Ce qui donna lieu à bien des discussions et pas mal de controverses. Charles continuait à plaider pour l’envoi d’une colonie permanente, comme prévu au départ, mais il s’était rapproché de Mary. Georgia et Pauline étaient plutôt d’accord avec Michel ; seulement elles en avaient bien bavé au lac Vanda.
Charles passa voir Michel dans son bureau d’emprunt. Il le regarda en secouant la tête, l’air grave mais distant, comme s’il n’était pas vraiment impliqué, au fond. Professionnel.
— Écoute, Michel, dit-il. Ils veulent y aller. Ils sont capables de s’adapter. Beaucoup d’entre eux s’en sont très bien sortis, si bien qu’aucun de tes tests n’a réussi à les repérer. Et ils veulent partir, c’est clair. C’est comme ça que nous devrions choisir ceux que nous allons envoyer. Nous devrions leur donner la possibilité de faire ce qu’ils ont envie de faire. Ce n’est pas à nous de décider à leur place.
— Mais ça ne marchera pas. On l’a bien vu.
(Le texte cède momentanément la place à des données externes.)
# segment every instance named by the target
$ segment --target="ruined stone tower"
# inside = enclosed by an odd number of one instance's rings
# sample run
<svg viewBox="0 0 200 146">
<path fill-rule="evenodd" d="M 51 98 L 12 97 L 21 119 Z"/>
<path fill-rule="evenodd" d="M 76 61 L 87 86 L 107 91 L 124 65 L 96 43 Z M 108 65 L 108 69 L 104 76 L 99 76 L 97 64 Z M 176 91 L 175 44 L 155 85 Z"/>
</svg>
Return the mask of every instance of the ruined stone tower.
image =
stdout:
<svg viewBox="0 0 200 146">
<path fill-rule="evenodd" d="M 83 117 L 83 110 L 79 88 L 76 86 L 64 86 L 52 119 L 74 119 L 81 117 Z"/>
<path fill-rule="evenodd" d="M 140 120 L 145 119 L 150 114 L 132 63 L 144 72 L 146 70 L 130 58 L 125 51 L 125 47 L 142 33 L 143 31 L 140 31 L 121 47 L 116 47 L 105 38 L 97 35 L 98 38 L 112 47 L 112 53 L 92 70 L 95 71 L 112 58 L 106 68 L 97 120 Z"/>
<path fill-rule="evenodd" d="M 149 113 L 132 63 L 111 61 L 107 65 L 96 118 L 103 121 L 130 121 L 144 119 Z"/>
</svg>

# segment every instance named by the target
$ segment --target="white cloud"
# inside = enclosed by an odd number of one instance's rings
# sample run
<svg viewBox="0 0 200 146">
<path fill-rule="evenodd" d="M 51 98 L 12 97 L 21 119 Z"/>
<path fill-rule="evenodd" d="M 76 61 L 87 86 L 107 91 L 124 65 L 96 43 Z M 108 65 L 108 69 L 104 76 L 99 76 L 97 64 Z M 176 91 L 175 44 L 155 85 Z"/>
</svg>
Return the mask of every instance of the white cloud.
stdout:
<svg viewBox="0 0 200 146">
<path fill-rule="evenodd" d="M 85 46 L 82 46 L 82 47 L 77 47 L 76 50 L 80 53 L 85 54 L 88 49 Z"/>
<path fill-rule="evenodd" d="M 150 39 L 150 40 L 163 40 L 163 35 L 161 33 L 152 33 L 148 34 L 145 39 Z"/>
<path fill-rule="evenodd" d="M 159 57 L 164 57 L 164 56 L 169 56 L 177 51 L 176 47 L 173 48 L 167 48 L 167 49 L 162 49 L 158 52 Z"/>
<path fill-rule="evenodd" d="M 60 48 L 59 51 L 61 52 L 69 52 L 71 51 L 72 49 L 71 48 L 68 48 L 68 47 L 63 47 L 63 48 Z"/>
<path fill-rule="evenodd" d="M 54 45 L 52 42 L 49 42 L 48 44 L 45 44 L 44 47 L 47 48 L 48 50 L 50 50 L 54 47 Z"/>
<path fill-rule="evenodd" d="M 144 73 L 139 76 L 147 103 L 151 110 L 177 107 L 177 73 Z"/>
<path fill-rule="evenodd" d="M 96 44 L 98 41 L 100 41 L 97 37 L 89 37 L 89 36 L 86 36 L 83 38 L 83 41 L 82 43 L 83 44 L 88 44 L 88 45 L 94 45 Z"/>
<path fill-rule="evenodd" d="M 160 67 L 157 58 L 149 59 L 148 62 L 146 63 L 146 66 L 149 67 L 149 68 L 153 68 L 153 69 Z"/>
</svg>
— Moi, je ne l’ai pas vu. Et eux non plus. Ce que tu as vu, c’est ton problème, eux, ils ont le droit de tenter leur chance. Il aurait pu arriver n’importe quoi, là-bas, Michel. N’importe quoi. Et ce monde ne tourne pas assez rond pour que nous mettions des bâtons dans les roues de gens désireux de tenter autre chose. Ça pourrait être bon pour nous tous. Je te demande d’y réfléchir, dit-il en se levant brusquement.
Michel y réfléchit. Charles était un homme sensé, avisé. Il y avait du vrai dans ses paroles. Michel se sentit parcouru par un soudain vent de panique, aussi froid que les coulées catabatiques qui dévalaient la Vallée de Wright : en projetant sa propre peur, il risquait d’empêcher une chose qui recelait une vraie grandeur.
Il revint sur sa décision, en exposant toutes ses raisons. Il expliqua pourquoi il optait en faveur de la poursuite du projet ; il fournit aux comités sa liste des cent meilleurs candidats. Georgia et Pauline, au contraire, maintinrent leur opposition au projet tel qu’il avait été conçu. C’est ainsi qu’un panel d’experts fut constitué afin de procéder à une évaluation, de proposer des recommandations et d’émettre un avis. Vers la fin du processus, Michel se retrouva dans son bureau avec le président des États-Unis, qui s’assit en face de lui et lui dit qu’il avait probablement vu juste depuis le début, il fallait toujours se méfier de sa première impression, c’était généralement la bonne, toute réflexion ultérieure se révélait la plupart du temps inutile. Michel ne put que hocher doctement la tête. Plus tard, il assista à une réunion à laquelle participaient les présidents russe et américain. Les enjeux étaient à ce niveau. Ils voulaient l’un et l’autre une base martienne, dans un but politique, Michel le vit clairement. Mais il fallait, pour l’un comme pour l’autre, que ce soit un succès, que le projet marche. Dans cette optique, le projet de colonie permanente imaginé au départ était à l’évidence le plus risqué qui s’offrait maintenant à eux. Or aucun des deux présidents n’était du genre à prendre des risques. L’option consistant à relever régulièrement les équipes était intrinsèquement moins intéressante, mais si les équipes étaient assez importantes et la base assez vaste, l’impact politique (publicitaire) serait presque identique ; les résultats scientifiques seraient pratiquement les mêmes. Et ce serait beaucoup plus sûr, tant du point de vue médiatique que sur le plan psychologique.